Los Angeles Archbishop Jose H. Gomez presided over the Mass, which took place at Lucas Oil Stadium in Indianapolis. Archbishop Gomez focused his homily on the word “called,” the tagline for NCYC this year. He told the youth that every one of them is called to sainthood, each in their own unique way.
“My favorite prayer experience of NCYC was the final Mass, everyone was singing in the end, it was just amazing,” said Calvin Terry, another young parishioner from St. Francis of Assisi Parish.
Adult team leaders from the Diocese of Springfield were especially satisfied seeing youth genuinely enjoying Mass and adoration.
“It’s lovely to see the excitement of our youth here, and how quiet and reverent everyone was in the adoration, and then to see the joy in everyone’s faces once it was all finished,” said Gina Czerwinski, director of catechetics and youth formation from the Diocese of Springfield.
“It gives so much hope to see all of these teens with one focus and one desire and having that be Jesus, it’s just so inspiring,” said Melissa Hurst, youth minister from St. Francis of Assisi Parish, Belchertown.
Asked what makes NCYC such a perfect place for teens with faith, Hurst said there are a few factors.
“I think that this model is so important because it builds on things we’re all interested in: We’re interested in having fun, in fellowship, in humor, and in faith, and it goes on a trajectory where there are high times and quiet times,” said Hurst.
At NCYC, teens were immersed in a nonstop cycle of events that kept them on their toes. From listening to Catholic speakers of their choice, to walking around an immense indoor thematic village, there was always something to do.
Hurst also spoke about how important solidarity can be for teens who are trying to stay devout.

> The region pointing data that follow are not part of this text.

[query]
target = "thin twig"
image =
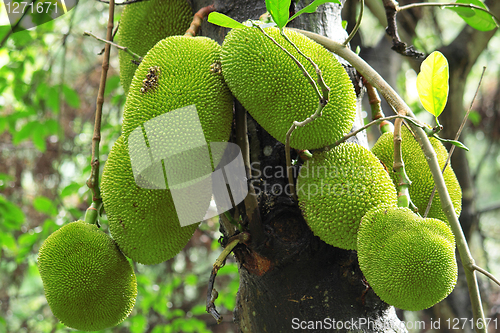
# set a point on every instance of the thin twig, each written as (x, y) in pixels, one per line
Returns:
(93, 181)
(376, 107)
(452, 149)
(397, 102)
(211, 292)
(451, 4)
(323, 100)
(198, 19)
(109, 42)
(399, 167)
(358, 24)
(304, 71)
(324, 88)
(391, 10)
(488, 274)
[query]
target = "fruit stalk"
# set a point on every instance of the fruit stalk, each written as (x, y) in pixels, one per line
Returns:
(397, 102)
(93, 181)
(399, 167)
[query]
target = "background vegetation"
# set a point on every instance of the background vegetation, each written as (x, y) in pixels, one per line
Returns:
(49, 78)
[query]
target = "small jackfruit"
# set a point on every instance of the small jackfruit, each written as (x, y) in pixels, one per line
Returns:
(409, 261)
(143, 222)
(143, 24)
(88, 282)
(418, 172)
(273, 89)
(337, 187)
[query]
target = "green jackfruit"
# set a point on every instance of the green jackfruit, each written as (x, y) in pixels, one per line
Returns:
(143, 24)
(409, 261)
(273, 89)
(88, 282)
(337, 187)
(188, 72)
(418, 172)
(143, 221)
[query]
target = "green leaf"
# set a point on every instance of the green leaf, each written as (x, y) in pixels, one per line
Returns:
(8, 241)
(52, 99)
(38, 138)
(71, 96)
(476, 18)
(312, 8)
(11, 216)
(44, 205)
(279, 10)
(51, 126)
(432, 83)
(138, 323)
(224, 21)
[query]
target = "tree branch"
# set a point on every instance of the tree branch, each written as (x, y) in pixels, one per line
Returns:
(395, 100)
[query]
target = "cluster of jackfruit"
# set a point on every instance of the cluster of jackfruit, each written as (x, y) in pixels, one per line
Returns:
(88, 282)
(349, 200)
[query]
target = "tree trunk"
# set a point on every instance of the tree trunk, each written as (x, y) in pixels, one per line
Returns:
(290, 279)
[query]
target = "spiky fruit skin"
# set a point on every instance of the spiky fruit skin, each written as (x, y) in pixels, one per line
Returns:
(337, 187)
(418, 172)
(273, 89)
(88, 282)
(187, 75)
(409, 261)
(143, 222)
(143, 24)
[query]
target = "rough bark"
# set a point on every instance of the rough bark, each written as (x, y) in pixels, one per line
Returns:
(286, 272)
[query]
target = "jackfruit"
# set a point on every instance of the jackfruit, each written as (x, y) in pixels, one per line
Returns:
(418, 172)
(275, 92)
(337, 187)
(143, 24)
(88, 282)
(143, 222)
(188, 72)
(180, 74)
(409, 261)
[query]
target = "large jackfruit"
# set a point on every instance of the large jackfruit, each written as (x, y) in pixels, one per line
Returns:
(418, 172)
(145, 23)
(177, 73)
(273, 89)
(409, 261)
(337, 187)
(88, 282)
(143, 221)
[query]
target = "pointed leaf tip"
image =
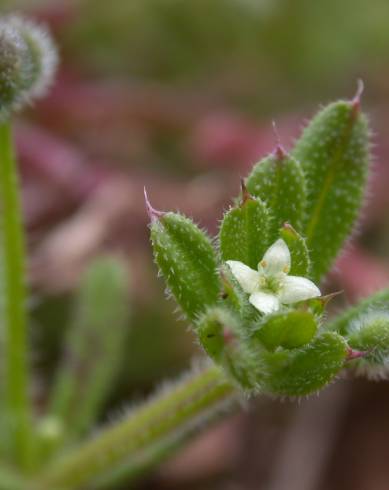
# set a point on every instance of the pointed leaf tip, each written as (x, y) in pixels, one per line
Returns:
(153, 214)
(245, 193)
(279, 151)
(356, 100)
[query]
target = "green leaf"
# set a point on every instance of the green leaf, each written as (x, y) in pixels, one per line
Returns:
(244, 232)
(334, 153)
(300, 263)
(305, 371)
(224, 339)
(94, 344)
(187, 260)
(370, 333)
(343, 322)
(279, 181)
(290, 330)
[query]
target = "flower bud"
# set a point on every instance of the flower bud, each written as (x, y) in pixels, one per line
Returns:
(334, 154)
(28, 60)
(290, 330)
(223, 337)
(300, 262)
(369, 334)
(304, 371)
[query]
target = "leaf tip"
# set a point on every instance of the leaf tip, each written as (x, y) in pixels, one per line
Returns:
(356, 100)
(153, 214)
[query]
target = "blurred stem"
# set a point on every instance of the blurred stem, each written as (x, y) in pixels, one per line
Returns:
(13, 313)
(194, 400)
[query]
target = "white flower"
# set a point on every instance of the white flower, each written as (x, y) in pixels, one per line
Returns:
(270, 287)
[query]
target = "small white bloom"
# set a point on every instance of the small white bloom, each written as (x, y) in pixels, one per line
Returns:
(270, 287)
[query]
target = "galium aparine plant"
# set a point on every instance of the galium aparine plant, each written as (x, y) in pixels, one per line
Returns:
(254, 301)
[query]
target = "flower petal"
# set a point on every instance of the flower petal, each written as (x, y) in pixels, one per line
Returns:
(246, 277)
(297, 289)
(264, 302)
(276, 259)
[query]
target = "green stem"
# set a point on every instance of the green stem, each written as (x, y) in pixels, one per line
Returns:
(195, 399)
(13, 312)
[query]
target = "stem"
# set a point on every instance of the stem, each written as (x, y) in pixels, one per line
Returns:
(13, 313)
(195, 399)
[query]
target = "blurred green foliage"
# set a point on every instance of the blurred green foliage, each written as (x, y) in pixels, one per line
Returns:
(262, 53)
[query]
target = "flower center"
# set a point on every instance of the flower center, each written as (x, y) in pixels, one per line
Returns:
(270, 284)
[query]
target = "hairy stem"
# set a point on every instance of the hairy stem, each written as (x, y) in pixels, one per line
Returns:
(194, 400)
(12, 311)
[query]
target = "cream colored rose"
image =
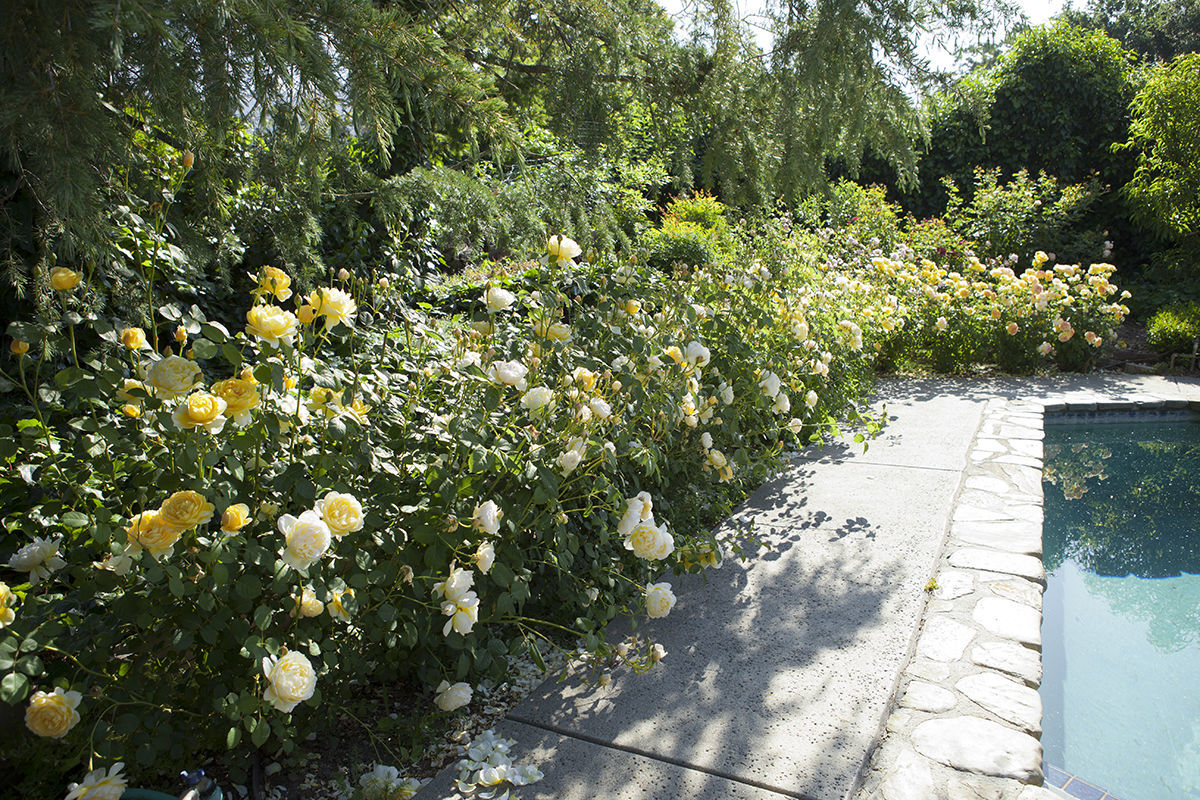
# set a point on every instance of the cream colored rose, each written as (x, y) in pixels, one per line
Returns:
(201, 410)
(651, 542)
(240, 396)
(336, 306)
(456, 585)
(307, 603)
(64, 280)
(135, 338)
(306, 539)
(336, 605)
(235, 517)
(40, 558)
(453, 696)
(271, 324)
(487, 517)
(341, 512)
(291, 680)
(149, 531)
(172, 377)
(497, 299)
(7, 600)
(53, 714)
(463, 613)
(485, 557)
(100, 785)
(659, 600)
(185, 510)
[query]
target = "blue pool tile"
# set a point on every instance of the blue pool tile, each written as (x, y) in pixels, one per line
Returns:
(1055, 776)
(1077, 788)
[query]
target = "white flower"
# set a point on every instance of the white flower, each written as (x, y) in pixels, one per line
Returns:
(291, 680)
(463, 613)
(769, 384)
(600, 408)
(485, 557)
(341, 512)
(453, 696)
(649, 541)
(537, 397)
(498, 299)
(659, 600)
(100, 785)
(306, 539)
(456, 585)
(510, 373)
(697, 355)
(487, 517)
(40, 559)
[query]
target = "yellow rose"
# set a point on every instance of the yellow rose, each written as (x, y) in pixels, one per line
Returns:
(53, 714)
(64, 280)
(133, 338)
(6, 601)
(274, 281)
(150, 531)
(235, 517)
(336, 609)
(240, 396)
(271, 324)
(172, 377)
(185, 510)
(201, 410)
(307, 603)
(336, 306)
(341, 512)
(291, 680)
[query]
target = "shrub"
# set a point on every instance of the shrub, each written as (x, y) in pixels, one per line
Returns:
(1174, 329)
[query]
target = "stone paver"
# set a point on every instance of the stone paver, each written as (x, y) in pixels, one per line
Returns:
(822, 669)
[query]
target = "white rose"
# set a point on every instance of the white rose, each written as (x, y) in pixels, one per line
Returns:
(498, 299)
(769, 384)
(291, 680)
(456, 585)
(463, 613)
(487, 517)
(307, 537)
(600, 408)
(341, 512)
(537, 398)
(485, 557)
(453, 696)
(40, 559)
(659, 600)
(697, 354)
(510, 373)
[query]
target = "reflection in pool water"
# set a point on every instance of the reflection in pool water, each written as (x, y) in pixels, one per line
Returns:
(1121, 629)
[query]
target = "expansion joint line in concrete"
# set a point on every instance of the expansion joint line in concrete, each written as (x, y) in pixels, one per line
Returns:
(864, 768)
(664, 759)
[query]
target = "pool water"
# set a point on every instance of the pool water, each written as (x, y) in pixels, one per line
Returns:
(1121, 626)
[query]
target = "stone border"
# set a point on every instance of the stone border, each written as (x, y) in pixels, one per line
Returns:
(966, 722)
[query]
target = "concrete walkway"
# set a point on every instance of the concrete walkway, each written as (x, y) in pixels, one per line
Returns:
(783, 672)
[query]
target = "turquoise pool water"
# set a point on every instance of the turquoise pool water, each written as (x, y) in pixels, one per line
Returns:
(1121, 627)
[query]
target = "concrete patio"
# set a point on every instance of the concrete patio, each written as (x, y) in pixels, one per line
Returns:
(783, 674)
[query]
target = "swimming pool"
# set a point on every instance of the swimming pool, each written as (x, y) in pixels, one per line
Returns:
(1121, 611)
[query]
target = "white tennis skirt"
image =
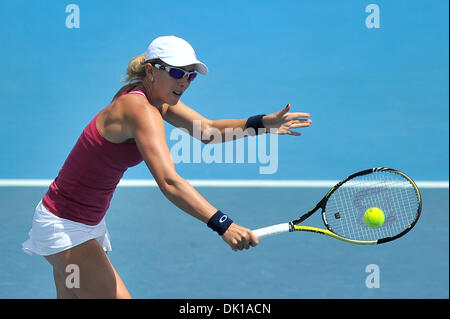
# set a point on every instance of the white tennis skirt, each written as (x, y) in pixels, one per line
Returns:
(51, 234)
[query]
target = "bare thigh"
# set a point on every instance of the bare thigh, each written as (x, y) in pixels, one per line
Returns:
(85, 271)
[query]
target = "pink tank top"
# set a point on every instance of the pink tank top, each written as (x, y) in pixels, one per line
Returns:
(83, 189)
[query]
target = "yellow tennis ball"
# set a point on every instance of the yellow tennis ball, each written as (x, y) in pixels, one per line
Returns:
(374, 217)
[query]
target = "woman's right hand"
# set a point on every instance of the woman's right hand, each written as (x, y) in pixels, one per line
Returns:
(239, 237)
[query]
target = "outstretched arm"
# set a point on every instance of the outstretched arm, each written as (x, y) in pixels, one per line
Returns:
(224, 130)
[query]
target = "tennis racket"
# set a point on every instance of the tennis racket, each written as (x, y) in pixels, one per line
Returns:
(343, 208)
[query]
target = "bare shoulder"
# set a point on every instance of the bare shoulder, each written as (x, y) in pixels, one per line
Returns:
(138, 113)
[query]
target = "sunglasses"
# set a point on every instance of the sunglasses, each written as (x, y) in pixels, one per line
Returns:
(177, 73)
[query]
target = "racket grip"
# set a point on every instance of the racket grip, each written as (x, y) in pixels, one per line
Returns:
(272, 230)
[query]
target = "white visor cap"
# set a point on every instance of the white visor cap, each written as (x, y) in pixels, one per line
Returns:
(175, 52)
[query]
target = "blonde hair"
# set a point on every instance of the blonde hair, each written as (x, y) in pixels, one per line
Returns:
(135, 70)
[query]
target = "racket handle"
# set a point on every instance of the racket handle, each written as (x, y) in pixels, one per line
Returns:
(272, 230)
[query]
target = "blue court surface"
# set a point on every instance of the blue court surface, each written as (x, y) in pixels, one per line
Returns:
(373, 76)
(161, 252)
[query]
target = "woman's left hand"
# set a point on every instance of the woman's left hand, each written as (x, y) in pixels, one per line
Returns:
(283, 122)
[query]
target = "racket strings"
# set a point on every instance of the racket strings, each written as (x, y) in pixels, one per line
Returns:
(391, 192)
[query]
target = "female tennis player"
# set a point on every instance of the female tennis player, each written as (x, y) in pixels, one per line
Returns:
(68, 225)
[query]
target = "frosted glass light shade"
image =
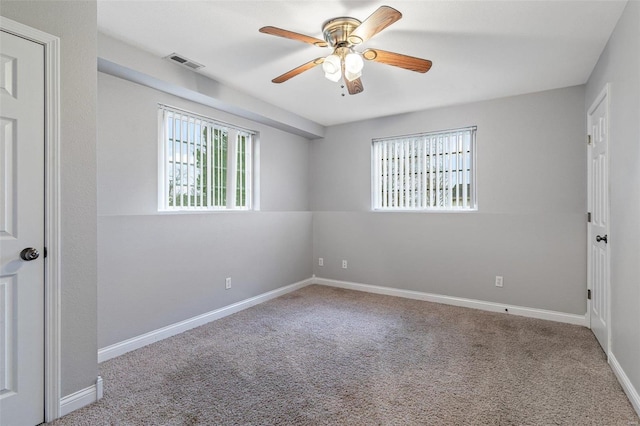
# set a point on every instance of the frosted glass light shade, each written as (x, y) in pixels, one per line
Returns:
(333, 76)
(331, 64)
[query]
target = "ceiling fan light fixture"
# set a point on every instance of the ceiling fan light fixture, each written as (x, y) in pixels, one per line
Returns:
(331, 65)
(335, 77)
(353, 63)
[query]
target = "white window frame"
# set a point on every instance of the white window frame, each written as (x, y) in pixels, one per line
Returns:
(233, 134)
(404, 169)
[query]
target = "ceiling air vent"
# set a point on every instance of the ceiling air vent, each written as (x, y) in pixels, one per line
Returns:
(185, 62)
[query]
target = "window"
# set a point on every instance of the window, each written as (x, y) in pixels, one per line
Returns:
(204, 164)
(429, 171)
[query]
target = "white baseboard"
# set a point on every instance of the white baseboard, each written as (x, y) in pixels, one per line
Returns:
(81, 398)
(458, 301)
(627, 386)
(137, 342)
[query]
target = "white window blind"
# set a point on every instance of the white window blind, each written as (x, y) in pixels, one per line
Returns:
(204, 164)
(428, 171)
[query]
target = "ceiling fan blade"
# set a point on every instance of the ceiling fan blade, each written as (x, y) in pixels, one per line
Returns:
(396, 59)
(293, 36)
(302, 68)
(354, 87)
(378, 21)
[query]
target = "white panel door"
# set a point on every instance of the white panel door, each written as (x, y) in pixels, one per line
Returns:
(21, 227)
(598, 198)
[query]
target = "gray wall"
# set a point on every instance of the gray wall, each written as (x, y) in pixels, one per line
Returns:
(619, 65)
(530, 226)
(75, 24)
(156, 269)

“NCYC is the one place that gets teens on fire for their faith because they might come from places like school and their friend groups, where it’s not okay to be Catholic or believe in God, but over here it is. They’re not seen as being abnormal or crazy here, it’s a safe space with 25,000 new friends,” said Hurst.
A video version of this story will be featured on an upcoming edition of “Real to Reel,” which airs Saturday evenings at 7 on WWLP-22NEWS.